Vatican employees suspected of violating the norms will be investigated by its FIA and judged by Vatican tribunals, but would serve any prison time in Italian jails, in accordance with standing agreements between Italy and the Vatican. Money laundering would be punishable by up to 12 years in prison.

Lombardi said the laws would make Vatican institutions less vulnerable to misuse and make the Catholic Church “more credible before the members of the international community.”


The Vatican Bank, founded in 1942 by Pope Pius XII, was in the spotlight in September when Italian investigators froze 23 million euros’ worth of funds in Italian banks after they opened an investigation into possible money laundering.

The bank, officially known as the Institute for Religious Works (IOR), says it did nothing wrong and was just transferring funds between its own accounts..

A statement said the new laws, drafted with help from the European Union, Italy and the European Central Bank, stressed the bank’s “firm intention to cooperate according to principles and criteria which are internationally recognized.”

The Vatican hopes it can secure an entry in the Organization for Economic Cooperation and Development’s (OECD) “White List” of states complying with international banking standards.

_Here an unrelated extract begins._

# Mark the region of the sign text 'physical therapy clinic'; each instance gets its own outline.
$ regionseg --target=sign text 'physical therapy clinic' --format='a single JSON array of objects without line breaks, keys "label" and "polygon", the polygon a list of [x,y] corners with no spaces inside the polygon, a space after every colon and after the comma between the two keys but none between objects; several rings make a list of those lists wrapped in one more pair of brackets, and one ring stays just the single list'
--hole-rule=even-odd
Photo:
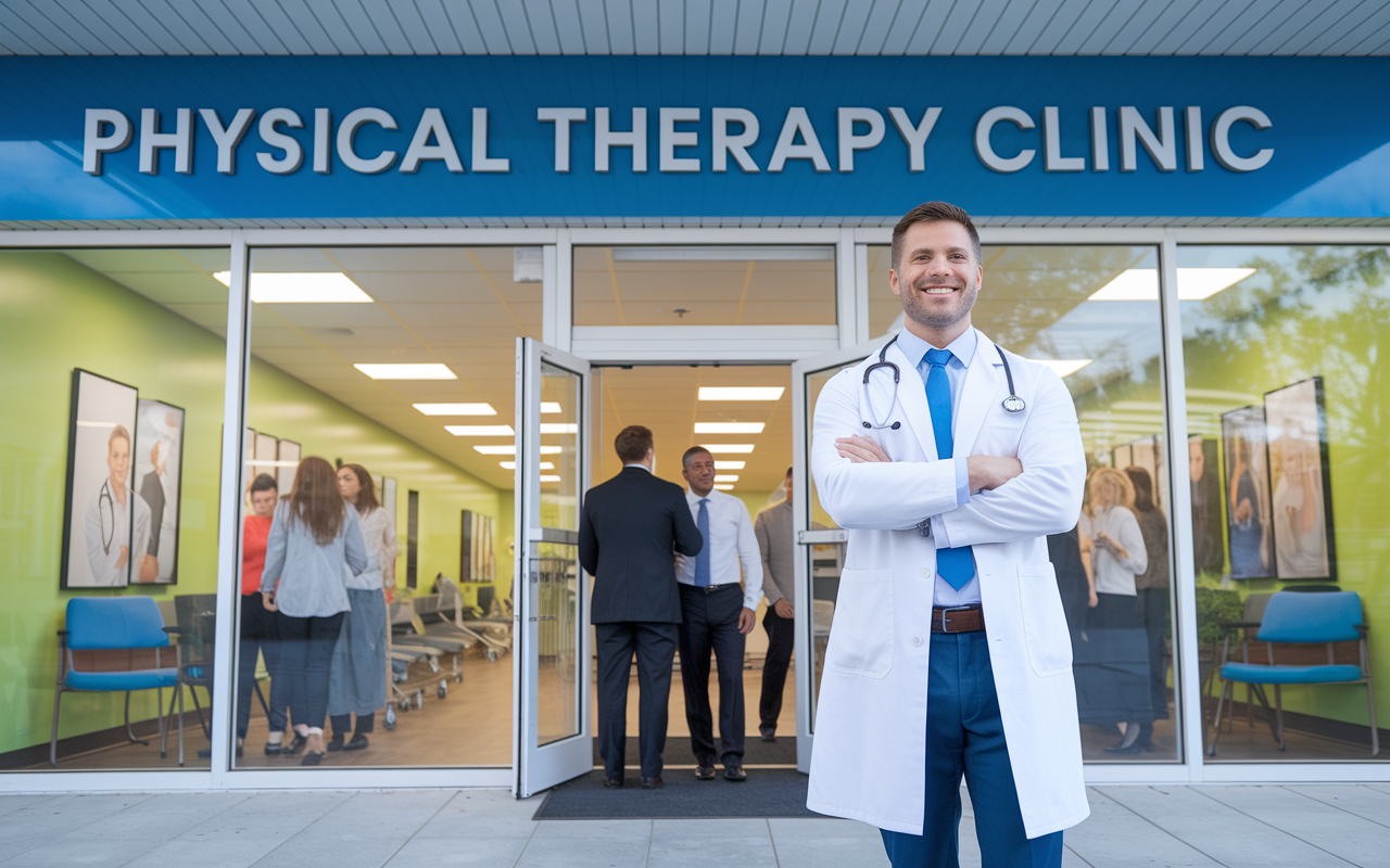
[{"label": "sign text 'physical therapy clinic'", "polygon": [[[335,118],[328,108],[296,111],[277,107],[264,111],[239,108],[218,112],[215,108],[177,108],[172,117],[156,108],[142,108],[138,118],[115,108],[88,108],[82,136],[82,169],[101,175],[107,160],[135,144],[139,171],[158,175],[161,154],[168,154],[177,174],[195,169],[195,146],[217,150],[217,172],[238,174],[238,157],[254,157],[254,164],[271,175],[291,175],[307,167],[317,174],[331,174],[335,165],[348,171],[375,175],[381,172],[414,174],[438,162],[452,174],[507,174],[513,156],[489,144],[489,114],[473,108],[464,115],[446,117],[441,108],[424,108],[418,118],[398,118],[374,107],[356,108]],[[656,131],[649,126],[655,114]],[[228,117],[229,115],[229,117]],[[766,162],[749,153],[767,132],[777,129],[776,146]],[[649,151],[655,143],[655,169],[664,174],[781,172],[792,161],[805,161],[816,172],[853,172],[855,154],[872,151],[895,137],[905,146],[902,169],[924,172],[931,158],[929,142],[933,132],[956,122],[941,107],[909,111],[887,107],[838,107],[834,129],[817,129],[805,107],[792,106],[776,118],[759,118],[748,108],[660,107],[655,112],[637,107],[613,111],[609,107],[541,107],[535,122],[553,128],[553,171],[570,174],[587,167],[574,165],[571,142],[589,136],[594,171],[606,174],[613,165],[613,151],[627,149],[626,165],[632,172],[648,172]],[[1232,129],[1248,125],[1269,131],[1269,117],[1252,106],[1233,106],[1204,118],[1198,106],[1161,106],[1143,111],[1134,106],[1091,107],[1090,111],[1065,112],[1056,106],[1033,111],[998,106],[984,111],[974,124],[974,154],[986,168],[1011,174],[1040,164],[1045,172],[1134,172],[1148,161],[1159,172],[1207,169],[1211,156],[1232,172],[1252,172],[1269,164],[1275,149],[1261,140],[1237,153]],[[614,129],[614,126],[620,126]],[[1086,129],[1090,147],[1063,151],[1062,129]],[[361,139],[374,131],[368,146]],[[1011,144],[1001,144],[997,128],[1012,126]],[[249,137],[250,133],[254,135]],[[466,131],[466,133],[464,133]],[[513,131],[517,132],[517,131]],[[962,131],[963,132],[963,131]],[[460,139],[456,133],[464,133]],[[770,139],[770,136],[769,136]],[[1248,140],[1248,139],[1247,139]],[[464,150],[460,150],[460,144]],[[200,144],[202,143],[202,144]],[[585,149],[588,150],[588,149]],[[464,160],[467,154],[467,160]],[[834,157],[834,165],[831,164]],[[168,168],[168,162],[164,167]],[[543,167],[537,167],[543,168]]]}]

The Vatican also committed itself to combating terrorism, market rigging, insider trading, counterfeiting and forgery.

The IOR mainly manages funds for the Vatican and religious institutions around the world, such as charities, religious orders of priests and nuns, and Catholic hospitals.

In 1982 it was caught up in the fraudulent bankruptcy of Banco Ambrosiano, then Italy’s largest private bank, whose president Roberto Calvi was found hanged under London’s Blackfriars Bridge.

Several investigations failed to determine whether Calvi, known as God’s Banker, killed himself or was murdered. The Vatican denied any responsibility for the collapse of the Banco Ambrosiano, in which it held a small stake, but made a “goodwill payment” of $250 million to creditors.